Melting curve analyses by LightCycler for 20 selected C. jejuni strains, including EF, for the detection of polymorphism at CdtB-95. A negative control is included. Vertical lines represent the presence of proline (codon CCT) (blue) (as represented by strain 81116), serine (codon TCT) (green) (as represented by strains EF, S58, and 99/373), or more than 1-bp mismatch (orange) (as represented by strain 99/12) at CdtB-95. A no-template control (NTC) was used in each run.

FIG. 6.

CDT activities of C. jejuni strains 99/68 and EF, complemented with a 2.4-kb region from C. jejuni 11168 containing the cdt genes, to give 99/68 pCDT and EF pCDT, and the same strains in which site-directed mutagenesis was performed to replace proline at CdtB-95 with serine, generating 99/68 pCDT^P95S and EF pCDT^P95S. Assays were performed in triplicate, and C. jejuni 11168 was used as a positive control.
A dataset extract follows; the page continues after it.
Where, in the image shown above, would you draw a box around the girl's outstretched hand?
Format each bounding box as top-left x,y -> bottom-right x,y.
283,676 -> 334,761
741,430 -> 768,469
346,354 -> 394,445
Error bars indicate standard deviations.

FIG. 7.

RT-PCR of total RNA extracted from the cecal contents of chickens colonized with C. jejuni strain C289/6 (CDT positive) and from campylobacter-free birds, using primers DS15 and DS18 to detect the expression of cdtA and cdtB. C. jejuni 11168 grown in vitro was used as the positive control. Lanes A, reverse-transcribed RNA sample; lanes B, RT-negative controls; lanes C, DNA controls; lanes M., 1-kb ladder.

FIG. 8.

Lysates of C. jejuni strains 81116, 81-176, and 11168 were treated with rabbit antisera directed against strain 81116 whole cells (R12) (), strain EF (R43) (▪), pooled campylobacteriosis patient sera (), or pooled experimentally colonized chicken sera (∥) prior to CDT activity assays. Sera from pooled normal human blood donors (▧) as well as sera from preimmunized rabbits (§) and uncolonized chickens (data not shown) were used as controls. The lysates were tested for CDT activity and the percent neutralization determined by comparison with untreated lysates. Error bars indicate standard deviations.

FIG. 9.

Western blots showing reactivities of sera from human blood donors (lanes A), human campylobacteriosis patients (lanes B), uncolonized chickens (lanes C), and experimentally C. jejuni 81116-colonized chickens (lanes D) to total protein profiles of C. jejuni 11168 and 81-176. Molecular mass markers (M) are shown on right.